Today was Wig Wednesday, and I joined in the CLIC Sargent campaign,a great charity who support kids and young people with cancer.
I wore the wig on the long commute to work via train, in the corporate environment (civil service) where I work, then home again on the train.
It felt nerve wracking to walk on the streets looking ‘strange and different’. Young children turned around and pointed, some strangers smiled, but commuters to London studiously ignored me, and I found myself feeling disappointed that I wasn’t being looked at. Still, I imagine they see far more exotic sights in the big bad smoke.
I became very self conscious about how I looked – a feeling I’ve not experienced that deeply since I was a teenager. Wearing a wig transforms and hides. A close family member lost her hair through cancer treatment as a young teenager, and seeing her lose her hair and becoming bald hit home what ‘cancer’ means and how ill she was. I thought of her bravery and courage through the long 3 1/2 years of treatment.

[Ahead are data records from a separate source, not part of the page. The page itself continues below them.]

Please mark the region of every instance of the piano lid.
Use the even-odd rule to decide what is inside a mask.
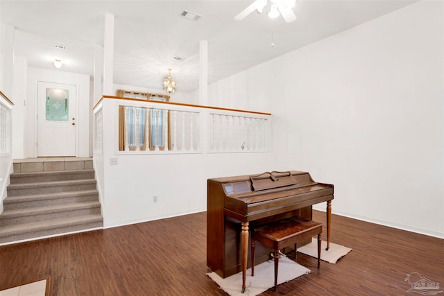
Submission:
[[[297,171],[266,172],[259,175],[209,179],[209,181],[222,183],[225,195],[238,198],[317,184],[308,173]]]

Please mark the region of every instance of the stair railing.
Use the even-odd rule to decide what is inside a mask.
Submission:
[[[0,156],[10,155],[12,148],[12,110],[14,103],[0,92]]]

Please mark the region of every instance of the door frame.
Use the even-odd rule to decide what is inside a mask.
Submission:
[[[42,83],[51,83],[54,85],[70,85],[74,87],[76,89],[76,103],[75,103],[75,110],[76,110],[76,133],[75,133],[75,155],[74,157],[77,157],[78,155],[78,131],[79,131],[79,110],[78,110],[78,104],[79,104],[79,85],[76,83],[69,83],[69,82],[54,82],[54,81],[48,81],[46,80],[40,80],[37,79],[35,80],[35,107],[34,108],[34,155],[35,157],[38,157],[38,151],[37,151],[37,139],[38,139],[38,119],[37,115],[39,112],[39,84],[40,82]]]

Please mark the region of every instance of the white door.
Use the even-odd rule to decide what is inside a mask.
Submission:
[[[38,82],[37,156],[76,156],[75,85]]]

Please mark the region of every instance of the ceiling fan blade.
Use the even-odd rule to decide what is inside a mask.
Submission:
[[[241,21],[241,20],[244,19],[244,18],[245,18],[245,17],[246,17],[247,15],[248,15],[249,14],[250,14],[251,12],[255,11],[255,9],[256,9],[256,2],[257,2],[257,0],[255,1],[253,3],[250,4],[250,6],[248,6],[248,7],[245,8],[244,10],[241,11],[239,13],[239,15],[237,15],[237,16],[234,17],[234,19],[236,19],[237,21]]]
[[[278,1],[277,4],[278,9],[279,9],[280,14],[282,15],[282,17],[285,19],[285,21],[291,23],[291,21],[296,20],[296,15],[294,14],[291,8],[285,6],[281,1]]]

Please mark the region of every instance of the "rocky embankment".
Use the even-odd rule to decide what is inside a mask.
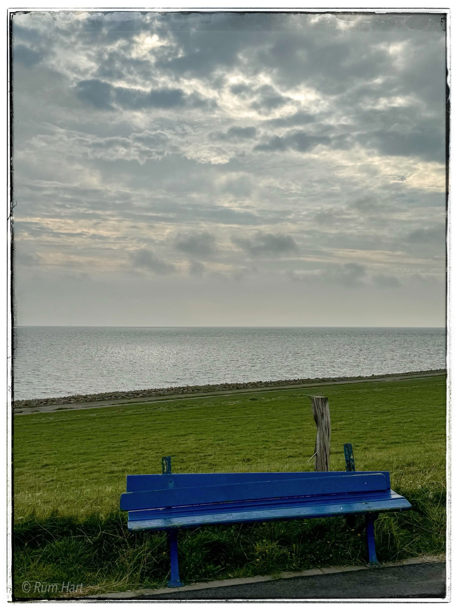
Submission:
[[[256,389],[267,387],[282,387],[284,385],[304,385],[308,383],[332,382],[338,381],[357,381],[362,379],[387,378],[410,375],[445,372],[445,370],[418,370],[415,372],[392,375],[371,375],[370,376],[334,376],[307,379],[286,379],[283,381],[255,381],[251,382],[226,382],[217,385],[188,385],[185,387],[166,387],[154,389],[138,389],[134,391],[115,391],[106,393],[86,393],[67,395],[60,398],[41,398],[35,400],[16,400],[15,408],[29,408],[35,406],[57,406],[60,404],[76,404],[82,402],[101,402],[113,400],[135,400],[161,395],[201,393],[219,391],[233,391],[237,389]]]

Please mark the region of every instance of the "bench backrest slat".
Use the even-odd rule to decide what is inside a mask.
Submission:
[[[183,488],[189,487],[214,486],[238,482],[260,482],[274,480],[294,480],[298,478],[313,479],[335,477],[351,477],[362,472],[354,471],[280,471],[237,472],[211,474],[138,474],[127,476],[126,492],[155,491],[165,488]],[[365,474],[382,474],[390,488],[388,471],[365,471]]]
[[[121,496],[121,509],[146,510],[276,498],[382,491],[389,488],[381,473],[353,473],[351,476],[315,476],[125,493]]]

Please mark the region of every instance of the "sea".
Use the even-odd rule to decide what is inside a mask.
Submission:
[[[445,368],[443,328],[15,328],[15,400]]]

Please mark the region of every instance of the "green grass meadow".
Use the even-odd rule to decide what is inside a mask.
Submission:
[[[388,470],[413,509],[381,516],[379,559],[445,549],[446,378],[317,388],[331,418],[331,469]],[[165,534],[132,533],[119,512],[127,474],[313,470],[310,390],[269,391],[16,415],[13,432],[15,590],[70,581],[85,594],[157,587]],[[360,564],[362,518],[204,527],[179,534],[185,583]],[[54,596],[58,596],[54,595]]]

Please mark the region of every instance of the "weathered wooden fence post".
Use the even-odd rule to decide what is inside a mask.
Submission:
[[[327,398],[321,395],[309,396],[312,401],[312,412],[317,424],[317,440],[315,442],[315,471],[329,471],[329,447],[331,445],[331,417]]]

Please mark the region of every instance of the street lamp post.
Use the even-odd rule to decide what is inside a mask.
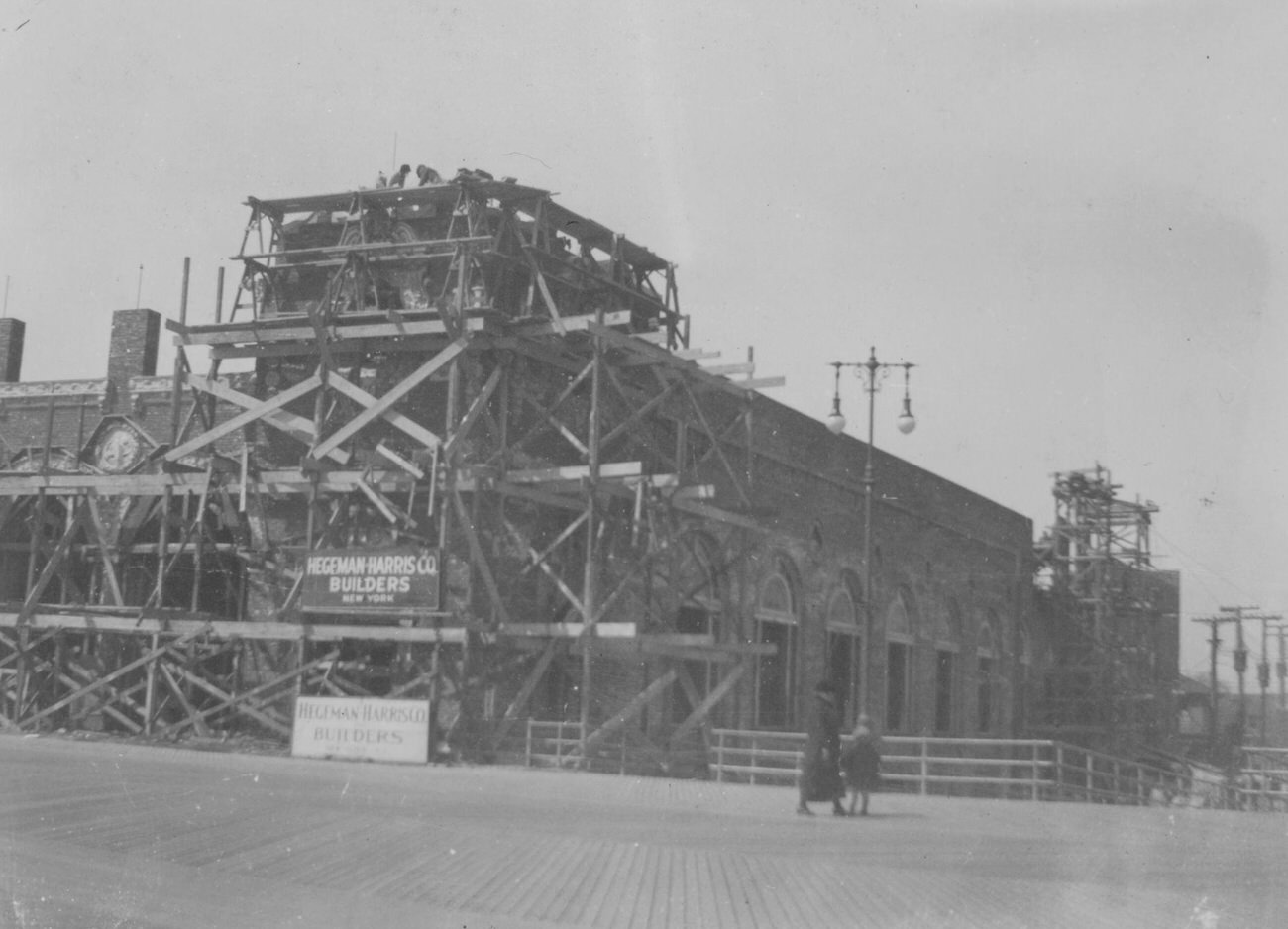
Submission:
[[[835,371],[835,391],[832,395],[832,412],[827,417],[827,427],[832,435],[845,431],[845,417],[841,414],[841,368],[851,368],[858,377],[862,377],[864,390],[868,392],[868,448],[867,461],[863,466],[863,688],[860,694],[859,712],[867,713],[872,705],[872,652],[873,650],[873,596],[872,596],[872,449],[873,430],[876,422],[876,394],[881,380],[893,368],[903,368],[903,410],[895,419],[895,427],[907,435],[917,427],[917,419],[912,414],[912,399],[908,394],[908,374],[913,365],[911,362],[884,363],[877,360],[876,347],[868,351],[866,362],[828,362]]]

She wore a wig to school and one day a teacher told her off for having long hair, and to tie her ‘hair’ back in line with school regs. She couldn’t tie it back as the wig would fall off but was too embarrassed to tell the teacher and so burst into tears. For her the wig was a disguise not a choice at that time. And it was a CLIC Sargent nurse and social workers who supported her emotionally and practically during those years.
As I walked around I thought about all those you look ‘different’ because they are ill, disfigured, or just don’t conform to the norm. I wondered how they manage other peoples’ expectations, and stares. The best response seemed to be a smile, or a chin-up, straight backbone approach, to calmly accept that this is who you are and to out-stare the gawpers or smile at the curious.
At work I was greeted with laughter and a number of others borrowed the extra wigs I’d bought in. What intrigued me was how I was able to become more ‘me’ when wearing my costume. It helped that I dressed up to look as if I was a 1960’s glam girl. Colleagues became skittish, playful.
It made me think how powerful it is to dress differently, to defy stereotypes. In the wig I laughed more, was lighter, more authentically me, because I was showing a side of my character normally hidden at work. But if we hide ourselves from others – don’t we also hide ourselves from ourselves?
I plan to adopt dressing up more – I love it anyway – but doing this at work allowed me to become more ‘me’ and people today seemed delighted I’d dared to different, and wanted to know what I was up to.
As Oscar Wilde said, “Be yourself, everyone else is taken.”